Is there a way to cache a PHP include effectively for reuse, without APC, et al?
Simple (albeit stupid) example:
// rand.php
return rand(0, 999);
// index.php
$file = 'rand.php';
while($i++ < 1000){
echo include($file);
}
Again, while ridiculous, this pair of scripts dumps 1000 random numbers. However, for every iteration, PHP has to hit the filesystem (Correct? There is no inherit caching functionality I’ve missed, is there?)
Basically, how can I prevent the previous scenario from resulting in 1000 hits to the filesystem?
The only consideration I’ve come to so far is a goofy one, and it may not prove effective at all (haven’t tested, wrote it here, error prone, but you get the idea):
// rand.php
return rand(0, 999);
// index.php
$file = 'rand.php';
$cache = array();
while($i++ < 1000){
if(isset($cache[$file])){
echo eval('?>' . $cache[$file] . '<?php;');
}else{
$cache[$file] = file_get_contents($file);
echo include($file);
}
}
A more realistic and less silly example:
When including files for view generation, given a view file is used a number of times in a given request (a widget or something) is there a realistic way to capture and re-evaluate the view script without a filesystem hit?
This would only make any sense if the include file was accessed across a network.
All operating systems are very highly optimized to reduce the amount of physical I/O and to speed up file operations.

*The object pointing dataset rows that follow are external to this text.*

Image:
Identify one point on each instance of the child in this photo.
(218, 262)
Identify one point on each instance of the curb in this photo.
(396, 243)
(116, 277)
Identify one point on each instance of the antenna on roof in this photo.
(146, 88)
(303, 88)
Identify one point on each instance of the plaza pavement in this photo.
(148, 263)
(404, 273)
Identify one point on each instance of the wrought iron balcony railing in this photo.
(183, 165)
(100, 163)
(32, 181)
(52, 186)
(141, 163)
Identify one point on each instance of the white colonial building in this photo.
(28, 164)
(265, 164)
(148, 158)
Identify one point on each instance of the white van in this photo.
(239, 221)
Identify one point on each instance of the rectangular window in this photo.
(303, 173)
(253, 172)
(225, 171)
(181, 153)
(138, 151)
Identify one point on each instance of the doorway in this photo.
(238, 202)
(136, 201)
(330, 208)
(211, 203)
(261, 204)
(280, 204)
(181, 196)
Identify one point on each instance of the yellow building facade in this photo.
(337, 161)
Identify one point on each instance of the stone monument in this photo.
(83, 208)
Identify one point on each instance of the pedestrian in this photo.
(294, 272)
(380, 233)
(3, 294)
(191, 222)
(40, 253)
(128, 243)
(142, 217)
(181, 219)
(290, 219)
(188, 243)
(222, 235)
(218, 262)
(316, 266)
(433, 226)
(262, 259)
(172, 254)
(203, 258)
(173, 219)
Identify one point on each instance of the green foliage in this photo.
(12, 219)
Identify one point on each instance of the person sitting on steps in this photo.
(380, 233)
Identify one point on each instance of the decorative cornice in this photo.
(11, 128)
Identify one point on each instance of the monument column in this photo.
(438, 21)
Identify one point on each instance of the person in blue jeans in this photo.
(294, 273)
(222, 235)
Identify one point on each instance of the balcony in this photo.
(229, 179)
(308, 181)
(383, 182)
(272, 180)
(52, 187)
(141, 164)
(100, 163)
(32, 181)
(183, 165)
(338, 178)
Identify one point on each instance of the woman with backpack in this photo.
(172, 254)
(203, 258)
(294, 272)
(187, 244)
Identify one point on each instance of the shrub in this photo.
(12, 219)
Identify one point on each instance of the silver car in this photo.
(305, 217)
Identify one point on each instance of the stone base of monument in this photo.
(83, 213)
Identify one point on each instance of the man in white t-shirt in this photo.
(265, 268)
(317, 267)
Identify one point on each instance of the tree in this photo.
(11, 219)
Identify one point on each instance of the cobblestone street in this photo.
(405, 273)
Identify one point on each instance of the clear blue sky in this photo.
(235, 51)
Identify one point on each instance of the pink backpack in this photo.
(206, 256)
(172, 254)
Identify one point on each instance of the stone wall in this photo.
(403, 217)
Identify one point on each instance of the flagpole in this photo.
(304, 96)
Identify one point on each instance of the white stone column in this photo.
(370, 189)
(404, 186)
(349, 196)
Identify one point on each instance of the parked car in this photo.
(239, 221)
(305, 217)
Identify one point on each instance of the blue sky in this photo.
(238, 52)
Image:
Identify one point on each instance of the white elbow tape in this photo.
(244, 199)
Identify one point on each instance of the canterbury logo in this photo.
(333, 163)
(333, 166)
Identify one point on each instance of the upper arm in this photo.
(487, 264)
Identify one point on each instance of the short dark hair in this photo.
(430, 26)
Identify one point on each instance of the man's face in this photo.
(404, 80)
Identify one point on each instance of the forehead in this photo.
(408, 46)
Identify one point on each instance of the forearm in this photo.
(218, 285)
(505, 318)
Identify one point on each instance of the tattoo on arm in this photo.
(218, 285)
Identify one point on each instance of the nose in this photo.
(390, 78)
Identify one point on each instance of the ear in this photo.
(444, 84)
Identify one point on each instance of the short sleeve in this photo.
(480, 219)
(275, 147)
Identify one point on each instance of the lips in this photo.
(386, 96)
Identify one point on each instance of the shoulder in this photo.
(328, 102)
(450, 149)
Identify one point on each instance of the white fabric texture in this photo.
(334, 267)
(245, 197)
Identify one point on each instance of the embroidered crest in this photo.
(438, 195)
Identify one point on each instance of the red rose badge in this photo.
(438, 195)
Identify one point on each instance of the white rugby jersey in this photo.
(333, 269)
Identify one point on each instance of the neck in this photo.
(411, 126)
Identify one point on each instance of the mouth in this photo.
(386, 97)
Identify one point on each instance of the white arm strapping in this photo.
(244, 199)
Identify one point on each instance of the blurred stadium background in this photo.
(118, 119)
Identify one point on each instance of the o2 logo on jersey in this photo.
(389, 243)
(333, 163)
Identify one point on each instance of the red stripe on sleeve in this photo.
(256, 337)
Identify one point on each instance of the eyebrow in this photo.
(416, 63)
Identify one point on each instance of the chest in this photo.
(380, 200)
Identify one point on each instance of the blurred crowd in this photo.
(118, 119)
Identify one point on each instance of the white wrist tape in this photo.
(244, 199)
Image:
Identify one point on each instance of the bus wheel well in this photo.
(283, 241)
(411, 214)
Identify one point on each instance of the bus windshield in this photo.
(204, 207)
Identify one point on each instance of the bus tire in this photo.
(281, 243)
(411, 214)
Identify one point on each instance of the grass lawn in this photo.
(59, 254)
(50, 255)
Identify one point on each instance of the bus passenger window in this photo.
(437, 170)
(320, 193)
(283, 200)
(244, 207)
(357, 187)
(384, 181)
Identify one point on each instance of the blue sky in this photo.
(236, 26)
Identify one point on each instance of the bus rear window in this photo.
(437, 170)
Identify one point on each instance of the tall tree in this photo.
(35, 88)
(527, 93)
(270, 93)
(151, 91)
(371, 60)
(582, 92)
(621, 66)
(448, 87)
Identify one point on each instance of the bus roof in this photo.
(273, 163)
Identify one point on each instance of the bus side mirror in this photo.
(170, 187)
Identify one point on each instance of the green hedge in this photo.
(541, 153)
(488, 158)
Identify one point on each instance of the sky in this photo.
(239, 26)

On a properly configured system in most cases, the system will rarely revert to disk to fetch PHP code. Sit down with a spreadsheet and have a think about how long it would take to process PHP code if every file had to be fetched from disk – it’d be ridiculous, e.g. suppose your script is in /var/www/htdocs/index.php and includes /usr/local/php/resource.inc.php – that’s 8 seek operations to just locate the files – @8ms each, that’s 64ms to find the files! Run some timings on your test case – you’ll see that its running much, much faster than that.